Um den niederländischen Spielepreis zu finanzieren, erhebt die Jury von den Verlagen einen freiwilligen Beitrag von 125 Euro bei einer Teilnahme an der Preisverleihung und erhält Freiexemplare aller neun nominierten Spiele. Diese werden dann im Rahmen einer Lotterie auf dem Spellenspektakel in der Messe Utrecht verlost. Dort betreibt die Jury einen großen Stand, der ihr kostenfrei zur Verfügung gestellt wird.

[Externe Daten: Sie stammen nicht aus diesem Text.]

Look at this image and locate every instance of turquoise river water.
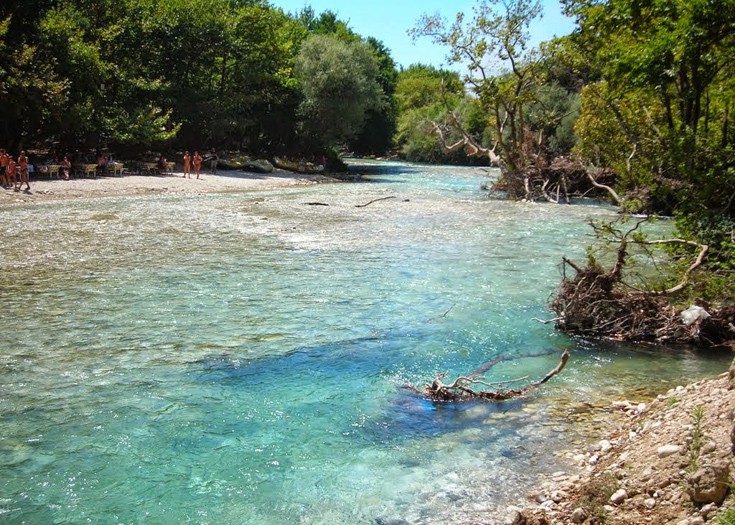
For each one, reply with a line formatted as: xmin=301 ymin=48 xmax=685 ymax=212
xmin=0 ymin=163 xmax=729 ymax=525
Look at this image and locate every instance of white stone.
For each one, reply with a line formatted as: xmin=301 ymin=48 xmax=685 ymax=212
xmin=656 ymin=445 xmax=681 ymax=458
xmin=610 ymin=489 xmax=628 ymax=505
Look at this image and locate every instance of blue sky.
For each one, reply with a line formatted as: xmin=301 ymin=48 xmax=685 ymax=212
xmin=270 ymin=0 xmax=574 ymax=67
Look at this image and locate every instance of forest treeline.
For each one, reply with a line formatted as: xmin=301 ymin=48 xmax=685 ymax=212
xmin=0 ymin=0 xmax=735 ymax=342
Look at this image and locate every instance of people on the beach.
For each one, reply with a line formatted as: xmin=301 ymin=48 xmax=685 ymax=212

Niek Ederveen, Vorsitzender der Jury des Nederlandse Spellenprijs, verlost Spiele auf dem Spellenspektakel in Utrecht.
Der Nederlandse Spellenprijs wurde diesem Jahr 25 Jahre alt. Ursprünglich war der Preis eine Internetumfrage, für die eine Jury zuvor eine Auswahlliste zusammenstellte. Als der Bekanntheitsgrad des Preises größer wurde, begannen einzelne Verlage, gezielt zur Teilnahme zu mobilisieren. Da es zudem möglich war, mehrfach abzustimmen, litt die Glaubwürdigkeit des Ergebnisses. Erwin Broens war von Anfang an dabei und hat mitgeholfen, den Award auf ein Jurymodell umzustellen. Er erinnert sich noch gut daran, wie er sich damals während der Spiel in Essen mit deutschen Jurymitgliedern traf, um sich über die Arbeitsweise auszutauschen. Essen, die Hauptstadt des Brettspiels, liegt kaum mehr als 60 Kilometer hinter der Grenze. „Wir haben die Spiele immer schon auf Deutsch gespielt, bevor sie in den Niederlanden erschienen sind“, erinnert sich Erwin Broens.
Für den Gioco dell’Anno, der sich bei seiner Gründung ebenfalls am deutschen Vorbild orientierte, gilt Ähnliches. Zwar gibt es auch italienische Spiele von namhaften inländischen Verlage wien Cranio Creations, dV Games, GateOnGames oder Horrible Guild. Es dominieren jedoch die lokalisierten Spiele aus dem Ausland. „Sehr oft wurden einige Titel bereits vor ihrer Veröffentlichung in Italien in englischer oder deutscher Ausgabe getestet, da viele unserer Jurymitglieder an Veranstaltungen wie der Messe in Essen teilnehmen“, sagt Giordana Moroni, die Vorsitzende der italienischen Jury. Gleichwohl sei es wichtig, auch die italienische Ausgabe zu spielen, denn „die Lokalisierung ist ein wichtiger Faktor im Bewertungsprozess“.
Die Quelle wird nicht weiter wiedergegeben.